We often consult with the families of seniors who are resisting a move, so today we’ll talk a little bit about that conversation. We call it “The Moving Conversation.” Facing the need to get help with daily activities is difficult and almost always emotional.
Timing “The Moving Conversation”
Families who have been dealing with the issue for a long time may have had many conversations, without reaching resolution. Sometimes, they’ve postponed having the conversation at all, until a crisis happens.
Our suggestion is to begin the conversation at the first sign that daily activities are not going well. Spoiled food, an empty refrigerator, unopened mail, or stacks of unwashed dishes might be indicators.

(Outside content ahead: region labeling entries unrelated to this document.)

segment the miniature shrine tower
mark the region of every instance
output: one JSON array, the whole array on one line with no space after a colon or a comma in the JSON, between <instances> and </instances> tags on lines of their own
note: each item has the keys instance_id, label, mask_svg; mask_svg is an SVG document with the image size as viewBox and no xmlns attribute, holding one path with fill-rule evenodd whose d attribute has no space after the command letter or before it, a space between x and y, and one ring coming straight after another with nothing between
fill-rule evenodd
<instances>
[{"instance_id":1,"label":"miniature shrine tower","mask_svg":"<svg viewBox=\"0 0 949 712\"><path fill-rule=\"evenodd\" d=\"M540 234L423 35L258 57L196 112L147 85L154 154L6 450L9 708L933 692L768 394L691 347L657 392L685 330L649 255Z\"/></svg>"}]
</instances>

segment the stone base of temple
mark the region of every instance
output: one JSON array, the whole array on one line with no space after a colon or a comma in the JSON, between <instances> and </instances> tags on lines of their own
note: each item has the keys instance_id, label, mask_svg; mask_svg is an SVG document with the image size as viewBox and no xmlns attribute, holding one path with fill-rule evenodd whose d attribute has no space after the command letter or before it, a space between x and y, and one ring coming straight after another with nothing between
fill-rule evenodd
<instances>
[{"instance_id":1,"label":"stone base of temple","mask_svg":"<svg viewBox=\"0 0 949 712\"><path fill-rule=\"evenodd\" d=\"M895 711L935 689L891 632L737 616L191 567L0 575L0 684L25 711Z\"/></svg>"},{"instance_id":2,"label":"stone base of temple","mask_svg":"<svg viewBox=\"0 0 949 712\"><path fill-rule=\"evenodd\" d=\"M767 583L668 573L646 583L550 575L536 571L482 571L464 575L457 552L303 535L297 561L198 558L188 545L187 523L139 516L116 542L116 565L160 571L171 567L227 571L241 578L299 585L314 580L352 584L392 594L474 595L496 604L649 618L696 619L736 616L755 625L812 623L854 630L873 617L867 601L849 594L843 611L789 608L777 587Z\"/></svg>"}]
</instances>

We also suggest opening the discussion when the elderly person is relaxed. Holidays may seem like a convenient time for “The Moving Conversation” with the folks, but in our experience that is usually not a good choice. We advise finding a time when not much else is happening. Make sure that everyone can focus calmly on the key issues triggering the concern.
Processing the reality
For several years now, a family we know has had conversations off and on with their mother about the possibility of moving to a senior facility. Every so often, the mom will say something like, “I can’t ever move to one of those places. They never let you shower more than once a week.” Or, “I can’t move to one of those places. They never have gardens.”
When she says these thing, the daughters have been reminding her that she knows that her statements just aren’t true, then they give her counter-examples.
But, recently, the youngest daughter put her foot down. She said, “Mom, if you don’t want to move, please just say you don’t want to move. It’s OK. I’m just tired of hearing these made-up reasons for why you can’t move, so please stop inventing them.” They all had a laugh, the mom included.
The most common issue that has triggered moves for our clients is one or more obstacles in the current home. It’s too big, it has too many stairs, or maintenance has become too burdensome. Sometimes, the issues include other safety or health concerns.
Losing the ability to drive is a common trigger for considering a move. Care facilities usually have great transportation alternatives, which residents can use instead of driving.
In some cases, health issues have become too difficult to handle in the home. We sometimes receive referrals from home care agencies who have clients whose needs have grown to exceed the agency’s capabilities.
Setting the tone
Probably the best advice we’ve heard about how to have a successful conversation about this is to keep the focus on the issues, and to treat seniors as the adults that they are, with respect and love.
We’ve also found that “The Moving Conversation” extends over a long period of time. It isn’t always a one-time event. It can happen over time and through many smaller talks. The hardest talk is that first one, so it’s good to remember that that first talk does not need to end in consensus.